During the time of the Anglo-Saxon poem, Beowulf embodied the characteristics of a hero: loyalty and courage. However, in the 2007 film directed by Robert Zemeckis, Beowulf was seen less as a macho hero and more as an ordinary individual that is driven by motivations such as self-reward and finding love in order to be more relatable to modern audiences. Both the film and the poem develop Beowulf’s “macho” persona differently. In the poem, Beowulf flaunts the story of his interaction with “nine sea monsters”. Boasting about his fighting accomplishments, Beowulf progresses to explain that he had to endure “hard ordeals” in the “surging waves, but… eventually survived and came through with his life”. The poem dramatized the encounter with the sea monsters in order to highlight the truly heroic and macho nature of Beowulf. During the Anglo-Saxon time period, these characteristics are sought after in a hero. However, this drastic experience that he had with the sea monster was disproven during the film. In the scene, the directors used a rippling effect in order to portray that the story was enhanced and created by Beowulf’s imagination in order to make himself seem more macho and as a better fighter than Unferth. The director seemed to falsify the story in order to make Beowulf, the hero, more relatable to the audience. In modern times, viewers seek to be able to relate to the main character and understand the character’s personality. Therefore, the director developed Beowulf’s character in a way that subtly hinted at his masculinity. He avoided overtly stating the macho personality of Beowulf, as it was portrayed in the poem since it is difficulty for viewers to relate to such an exaggerated persona.
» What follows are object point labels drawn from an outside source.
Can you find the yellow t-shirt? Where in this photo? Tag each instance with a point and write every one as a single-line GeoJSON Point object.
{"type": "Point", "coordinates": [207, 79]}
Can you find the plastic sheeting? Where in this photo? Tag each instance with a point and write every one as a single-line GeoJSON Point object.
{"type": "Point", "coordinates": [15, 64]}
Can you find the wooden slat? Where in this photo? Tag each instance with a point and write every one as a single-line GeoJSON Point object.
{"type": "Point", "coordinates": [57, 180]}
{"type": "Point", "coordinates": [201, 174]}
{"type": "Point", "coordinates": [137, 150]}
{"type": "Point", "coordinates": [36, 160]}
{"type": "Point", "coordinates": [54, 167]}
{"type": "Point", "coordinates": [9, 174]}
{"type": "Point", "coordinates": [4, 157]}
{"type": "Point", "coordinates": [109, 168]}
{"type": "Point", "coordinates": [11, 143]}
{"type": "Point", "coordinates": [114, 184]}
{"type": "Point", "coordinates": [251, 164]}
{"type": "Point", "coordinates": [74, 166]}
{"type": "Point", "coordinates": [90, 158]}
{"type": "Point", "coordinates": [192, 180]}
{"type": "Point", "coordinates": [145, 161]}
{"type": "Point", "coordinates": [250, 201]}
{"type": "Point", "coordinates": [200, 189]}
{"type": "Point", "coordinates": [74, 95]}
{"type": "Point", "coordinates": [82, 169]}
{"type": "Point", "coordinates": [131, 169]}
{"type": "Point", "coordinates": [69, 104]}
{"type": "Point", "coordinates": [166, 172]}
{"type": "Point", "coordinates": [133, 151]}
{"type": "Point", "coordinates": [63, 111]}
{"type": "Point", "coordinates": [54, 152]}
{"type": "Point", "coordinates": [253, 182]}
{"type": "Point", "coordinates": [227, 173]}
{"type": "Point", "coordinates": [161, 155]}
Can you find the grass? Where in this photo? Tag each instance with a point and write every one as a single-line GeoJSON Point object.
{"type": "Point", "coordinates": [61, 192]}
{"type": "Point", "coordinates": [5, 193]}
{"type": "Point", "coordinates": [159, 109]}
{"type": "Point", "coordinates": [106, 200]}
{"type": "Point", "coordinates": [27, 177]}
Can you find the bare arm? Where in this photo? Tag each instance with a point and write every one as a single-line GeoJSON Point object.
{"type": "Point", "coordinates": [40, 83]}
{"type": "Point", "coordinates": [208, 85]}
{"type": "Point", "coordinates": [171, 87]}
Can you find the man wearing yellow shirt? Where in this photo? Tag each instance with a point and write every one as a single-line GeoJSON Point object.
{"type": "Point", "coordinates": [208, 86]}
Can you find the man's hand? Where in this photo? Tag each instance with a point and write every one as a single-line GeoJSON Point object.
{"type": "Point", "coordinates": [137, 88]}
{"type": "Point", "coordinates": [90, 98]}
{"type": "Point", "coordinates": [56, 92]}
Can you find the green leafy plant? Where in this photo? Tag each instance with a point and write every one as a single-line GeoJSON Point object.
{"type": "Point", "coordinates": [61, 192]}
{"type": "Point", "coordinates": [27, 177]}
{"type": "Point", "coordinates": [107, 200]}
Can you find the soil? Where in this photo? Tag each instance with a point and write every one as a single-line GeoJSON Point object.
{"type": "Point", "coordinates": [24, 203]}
As a hero in a modern film, Beowulf is driven by self-reward in comparison to the pledge of loyalty to the King that was exemplified in the poem. Throughout the poem, Beowulf was praised by many of the men for his selfless qualities. They would mention that Beowulf “distributed helmets and mail-shirt to men on the mead-benches” and that he would “treat his thanes in hall to the best he could find”. His generosity shows that Beowulf was selfless; he was always willing to put others first and help those in need. In comparison, in the film, Beowulf was focused more on himself and easily give into his desires. He made secret deals with Grendel’s mother and fought several monsters in order to gain fame in his city. The underlying motivations of Beowulf differ in the poem and the film in order to appeal to the intended audience of each work. In modern times, people tend to have a more self-obsessed focus; they want to do what benefits themselves. Therefore, in order to make Beowulf’s character relatable, Robert Zemeckis developed Beowulf as a hero that can indulge in his pleasures as well as gain fame. These characteristics are highly sought after in the modern world.
However, in the poem, loyalty was more sought after than fame (since loyalty would eventually lead you to fame in the Anglo-Saxon time period). A modern film always includes a hero and a love story – in the movie, the relationship between Grendel’s mother and Beowulf was highly dramatized, whereas, in the poem the two only shared feelings of hatred. As written in the poem, Beowulf views Grendel’s mother, the second creature that he fights, as a “monstrous hell-bride” that is “brooded on her wrongs”. Beowulf’s views clearly portray the animosity that he feels towards her. The author goes on to detail the fight scene that unravels between Grendel’s mother and Beowulf. In the scene, the two were wrestling over a sword, which they were hoping to gain ahold of to use to kill the other person. In the poem, this highlights the feelings of bitterness and resentment between Grendel’s mother and Beowulf. However, in the film, the feelings between the two were not purely malicious. When Beowulf goes to visit Grendel’s mother in her cave, his original intent was to kill her. However, when he arrived, he saw how beautiful she was and ended up being involved with her romantically. He gave into her persuading and indulged in a physical relationship with her since she offered him treasure.
The storyline in the film works to create a dramatized love story between the two characters. The need for a love story comes from the preferences of modern viewers. In today’s films, people love watching a romantic story unfold, therefore the director created a love interest for Beowulf so his character could appeal and relate to his audiences. On the other hand, the Anglo-Saxons were more intrigued by fighting scenes than by romance. The character development in both the film and the book are drastically different in order to appeal to the different demographics that each work is targeting. In the film, the director is working to appeal towards a modern audience who like heroes that are not dramatized and are relatable. On the other hand, the poem was targeted towards individuals in the Anglo-Saxon times that believed heroes are meant to pledge their loyalty to their King and be macho. These differences in values among societies ultimately lead to the difference in the character development of Beowulf in the film and the poem.